14:12:35.455 20450-20516/com.ebm.rxjava D/TestOP: Thread:Thread[RxNewThreadScheduler-2,5,main]发送姓名
14:12:39.456 20450-20517/com.ebm.rxjava D/TestOP: Thread:Thread[RxNewThreadScheduler-3,5,main]发送成绩
14:12:39.456 20450-20517/com.ebm.rxjava D/TestOP: Thread:Thread[RxNewThreadScheduler-3,5,main]合并数据
14:12:39.461 20450-20450/com.ebm.rxjava D/TestOP: Thread:Thread[main,5,main]收到最终数据
调度器
RxJava操作符不直接和Threads或者ExecutorServices打交道,而是通过Schedulers(调度器)的通用API来实现对具体并发代码的抽象。RxJava通过工具类Schedulers提供了几个标准的调度方式
RxJava operators don't work with Threads or ExecutorServices directly but with so called Schedulers that abstract away sources of concurrency behind a uniform API. RxJava 2 features several standard schedulers accessible via Schedulers utility class.
-
Schedulers.computation(): 在后台的固定数量的专用线程上运行计算密集型工作。大多数异步操作符使用这个作为默认的调度器Run computation intensive work on a fixed number of dedicated threads in the background. Most asynchronous operator use this as their default
Scheduler. -
Schedulers.io(): 在一个动态线程集合上运行类似I/O或阻塞的操作。Run I/O-like or blocking operations on a dynamically changing set of threads.
-
Schedulers.single(): 以顺序和FIFO方式在单个线程上运行工作。Run work on a single thread in a sequential and FIFO manner.
-
Schedulers.trampoline(): ???在一个参与线程中以顺序和FIFO方式运行工作,通常用于测试目的。Run work in a sequential and FIFO manner in one of the participating threads, usually for testing purposes.
其他
Consumer、Observer、Publisher
Consumer和Observer都是接口,只是Consumer中只有一个accept方法,而Observer中有onNex、onComplete、onError、onSubsribe(Disposable d)四个个方法。其中onSubscribe中的Disposable可以用来作为上下游的开关,调用Disposable.dispose()可以停止接收上游发送的事件。

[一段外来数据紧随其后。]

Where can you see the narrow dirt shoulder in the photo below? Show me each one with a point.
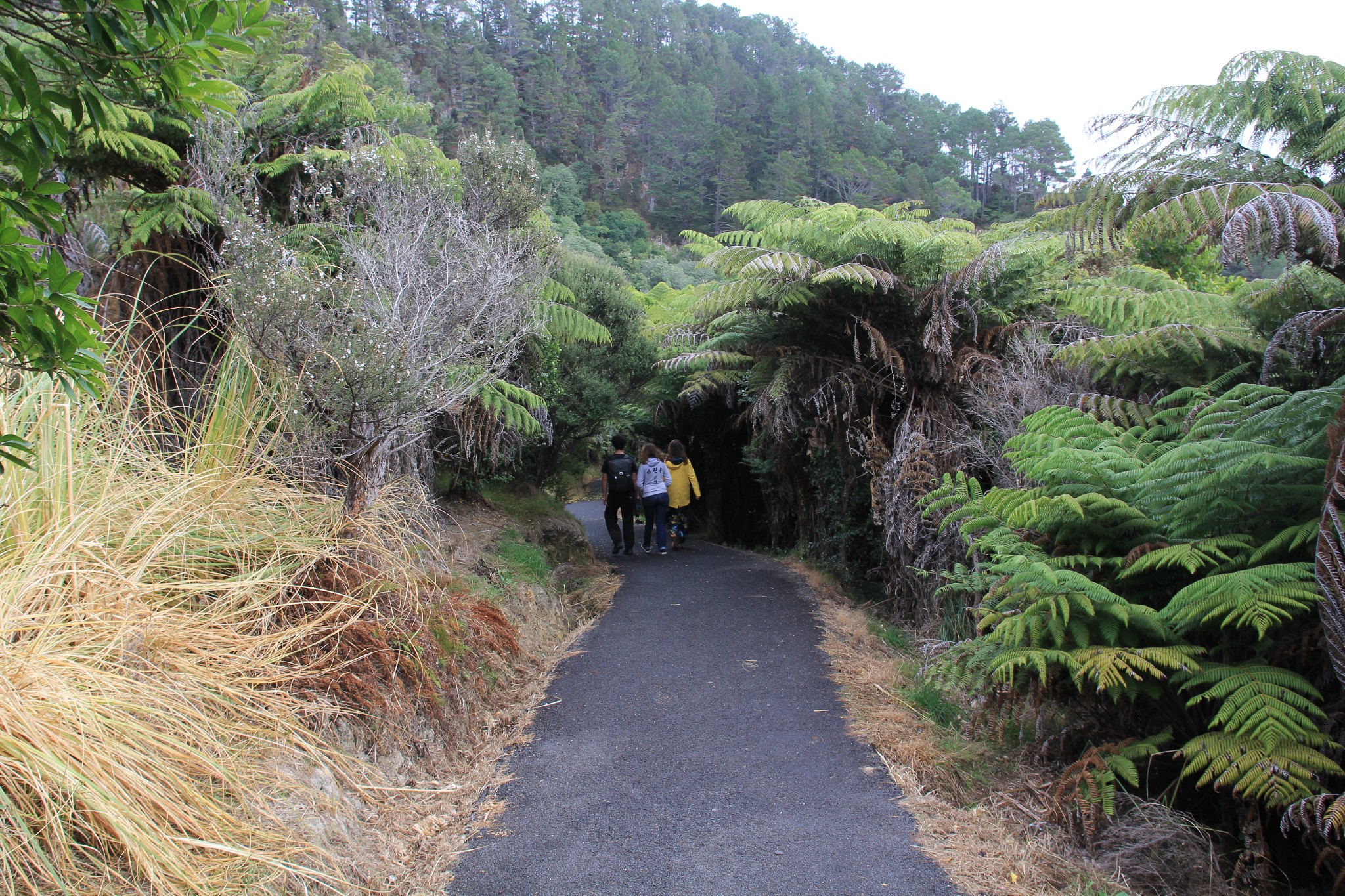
(697, 747)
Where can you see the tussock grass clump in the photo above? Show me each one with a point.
(150, 629)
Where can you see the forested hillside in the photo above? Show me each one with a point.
(680, 109)
(277, 286)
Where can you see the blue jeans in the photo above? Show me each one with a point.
(655, 511)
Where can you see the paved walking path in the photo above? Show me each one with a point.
(698, 750)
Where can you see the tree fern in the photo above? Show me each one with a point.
(1136, 545)
(1258, 598)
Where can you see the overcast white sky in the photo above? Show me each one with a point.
(1055, 60)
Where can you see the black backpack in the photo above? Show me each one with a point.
(621, 475)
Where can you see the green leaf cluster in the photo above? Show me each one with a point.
(1152, 544)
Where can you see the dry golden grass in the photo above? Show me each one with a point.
(144, 608)
(441, 770)
(982, 812)
(213, 683)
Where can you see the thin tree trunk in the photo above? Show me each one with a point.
(1331, 550)
(365, 475)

Publisher能够提供一个无边际数量的对象序列,当收到订阅请求时发布这些无数量限制的元素。Flowable继承自Publisher。
onNext、onComplete、onError
这三个方法是Emitter(发射器)接口中定义的三个方法,分别表示事件发送、完成、异常。
- 上游可以发送无限个onNext, 下游也可以接收无限个onNext.
- 当上游发送了一个onComplete后, 上游onComplete之后的事件将会
继续发送, 而下游收到onComplete事件之后将不再继续接收事件. - 当上游发送了一个onError后, 上游onError之后的事件将
继续发送, 而下游收到onError事件之后将不再继续接收事件. - 上游可以不发送onComplete或onError.
- 最为关键的是onComplete和onError必须唯一并且互斥, 即不能发多个onComplete, 也不能发多个onError, 也不能先发一个onComplete, 然后再发一个onError, 反之亦然
- 注: 关于onComplete和onError唯一并且互斥这一点, 是需要自行在代码中进行控制, 如果你的代码逻辑中违背了这个规则, **并不一定会导致程序崩溃. ** 比如发送多个onComplete是可以正常运行的, 依然是收到第一个onComplete就不再接收了, 但若是发送多个onError, 则收到第二个onError事件会导致程序会崩溃。
并行处理
在RxJava中并行处理,体现在在不同的独立的flow中进行计算的结果,最终被合并到一个flow中去。以flowMap为例:
Flowable.range(1, 10)
.flatMap(v -> Flowable.just(v).subscribeOn(Schedulers.computation()).map(w -> w * w) )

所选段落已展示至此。